Simple height and width attributes for each image makes the browser understand the size of the image and it can make room for the image while also loading other parts of the page. Additionally, automatically alter image sizes for different types of devices laptop, tablet, or smartphone.
6. Optimize Platform Configuration
If you use an ecommerce platform hosted or licensed determine available configurations to improve page load times. Most platforms offer minor tweaks that can lead to significant gains. For example, the default configuration that comes with Magento supports file compression, a content delivery network, and other speed enhancements. A retailers Magento administrator can make these platform optimizations.
7. Use Fewer Round Trips
8. Monitor Site Speed
Check the speed of your ecommerce site periodically to proactively resolve issues. If a page is taking more than 3 seconds to load, it likely needs improving. There are many tools to measure and diagnose site speed. These include Pingdom, Yahoos YSlow, and Googles PageSpeed Insights.
9. Avoid Redirects
Minimize redirects on your site if you have to use them. Each redirect is a separate request to the server that increases load times. Often, retailers continue to maintain redirects from old links to the new ones. These redirects should be removed when most shoppers have started accessing the new URLs directly.
10. Use Fast Hosting Servers
Size your hosting server i.e., RAM, hard drive storage, CPU speed to meet your traffic requirements. This challenge is commonly seen with retailers that have grown, but still use a smaller server (or shared servers).

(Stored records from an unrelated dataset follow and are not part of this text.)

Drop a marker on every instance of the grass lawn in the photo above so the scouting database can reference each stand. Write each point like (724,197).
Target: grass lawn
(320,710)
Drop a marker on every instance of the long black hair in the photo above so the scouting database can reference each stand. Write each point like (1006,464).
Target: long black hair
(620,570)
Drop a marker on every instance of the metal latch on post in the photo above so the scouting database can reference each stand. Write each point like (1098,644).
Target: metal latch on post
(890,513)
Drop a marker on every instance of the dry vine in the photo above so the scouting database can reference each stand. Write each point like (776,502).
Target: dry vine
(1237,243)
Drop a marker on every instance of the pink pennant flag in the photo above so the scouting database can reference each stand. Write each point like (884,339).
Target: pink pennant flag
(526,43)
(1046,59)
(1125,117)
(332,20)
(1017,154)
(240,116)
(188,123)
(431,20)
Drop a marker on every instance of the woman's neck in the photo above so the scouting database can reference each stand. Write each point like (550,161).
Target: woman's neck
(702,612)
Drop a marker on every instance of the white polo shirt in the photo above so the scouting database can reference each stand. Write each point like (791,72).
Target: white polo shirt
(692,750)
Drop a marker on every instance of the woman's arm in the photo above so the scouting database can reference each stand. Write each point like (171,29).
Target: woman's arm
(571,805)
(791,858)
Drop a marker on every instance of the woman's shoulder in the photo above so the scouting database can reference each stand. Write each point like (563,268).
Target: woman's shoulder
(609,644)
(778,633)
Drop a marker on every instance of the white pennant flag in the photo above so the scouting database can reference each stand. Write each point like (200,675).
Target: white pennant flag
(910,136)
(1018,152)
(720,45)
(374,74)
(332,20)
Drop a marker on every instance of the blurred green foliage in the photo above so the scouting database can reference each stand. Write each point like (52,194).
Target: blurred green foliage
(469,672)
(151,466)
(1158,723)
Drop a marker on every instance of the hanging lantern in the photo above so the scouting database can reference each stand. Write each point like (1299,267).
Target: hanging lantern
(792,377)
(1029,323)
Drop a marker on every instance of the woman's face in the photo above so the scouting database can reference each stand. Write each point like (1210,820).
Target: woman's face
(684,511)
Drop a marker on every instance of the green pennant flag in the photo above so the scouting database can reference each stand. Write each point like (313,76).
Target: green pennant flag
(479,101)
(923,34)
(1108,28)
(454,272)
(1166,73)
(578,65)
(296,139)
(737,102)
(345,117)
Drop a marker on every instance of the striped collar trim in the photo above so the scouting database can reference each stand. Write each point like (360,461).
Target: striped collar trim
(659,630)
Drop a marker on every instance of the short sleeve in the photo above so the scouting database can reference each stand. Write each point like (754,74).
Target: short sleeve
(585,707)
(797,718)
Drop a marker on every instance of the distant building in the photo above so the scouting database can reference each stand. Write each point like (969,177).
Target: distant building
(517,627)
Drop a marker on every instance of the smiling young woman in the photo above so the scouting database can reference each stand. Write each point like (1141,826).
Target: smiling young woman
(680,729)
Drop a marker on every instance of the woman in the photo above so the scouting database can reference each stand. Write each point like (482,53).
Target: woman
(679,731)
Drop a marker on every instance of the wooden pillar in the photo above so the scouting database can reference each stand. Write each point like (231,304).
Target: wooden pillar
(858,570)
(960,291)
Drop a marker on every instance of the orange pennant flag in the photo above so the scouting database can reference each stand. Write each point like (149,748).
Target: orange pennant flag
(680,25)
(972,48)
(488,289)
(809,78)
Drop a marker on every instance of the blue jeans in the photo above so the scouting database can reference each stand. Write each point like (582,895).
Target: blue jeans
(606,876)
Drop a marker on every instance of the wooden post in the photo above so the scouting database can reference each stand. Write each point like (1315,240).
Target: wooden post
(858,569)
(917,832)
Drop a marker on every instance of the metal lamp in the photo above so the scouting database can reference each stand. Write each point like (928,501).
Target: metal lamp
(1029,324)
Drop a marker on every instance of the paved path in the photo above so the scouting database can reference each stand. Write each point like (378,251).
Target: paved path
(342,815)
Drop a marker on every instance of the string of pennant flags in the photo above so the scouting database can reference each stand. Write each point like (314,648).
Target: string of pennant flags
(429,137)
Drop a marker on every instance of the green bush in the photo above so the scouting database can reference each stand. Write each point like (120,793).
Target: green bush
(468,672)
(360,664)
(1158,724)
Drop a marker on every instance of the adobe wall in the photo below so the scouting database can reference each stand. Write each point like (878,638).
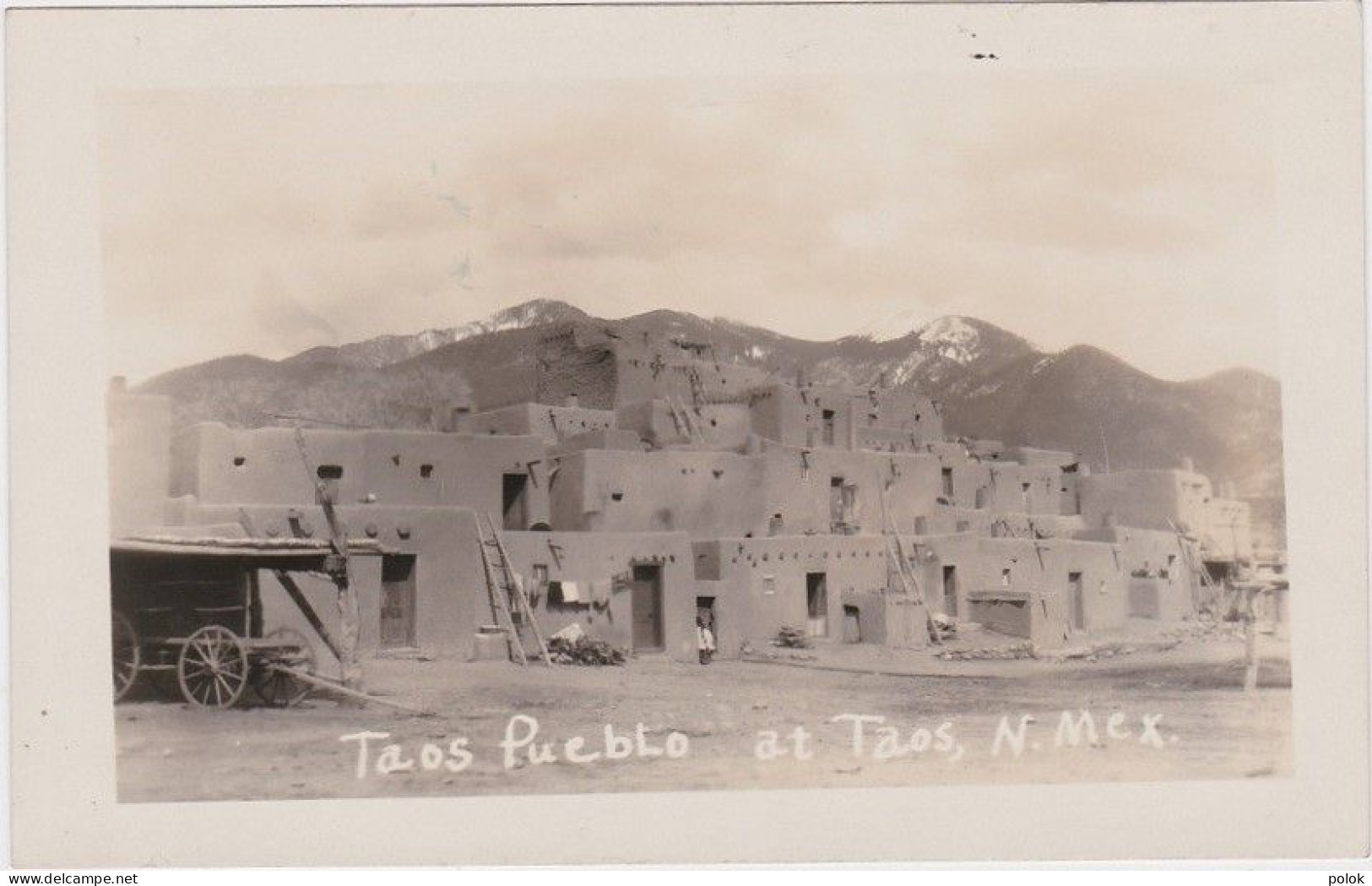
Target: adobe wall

Ask your hosting provider to size the server based on peak user load, probable traffic growth in the next year, and memory requirements. Then set up email alerts if the defined thresholds such as peak traffic loads are exceeded. This will tell you to resize your server.
Speed is extremely important when it comes to user experience. No one likes a slow website, a slow computer, or a slow app. But for online stores, a slow website can actually costs you business.In simpler words, slow websites can lead to lower sales. Now apart from user experience and sales, eCommerce site speed also affects your SEO rankings. You see why you really need take this article seriously?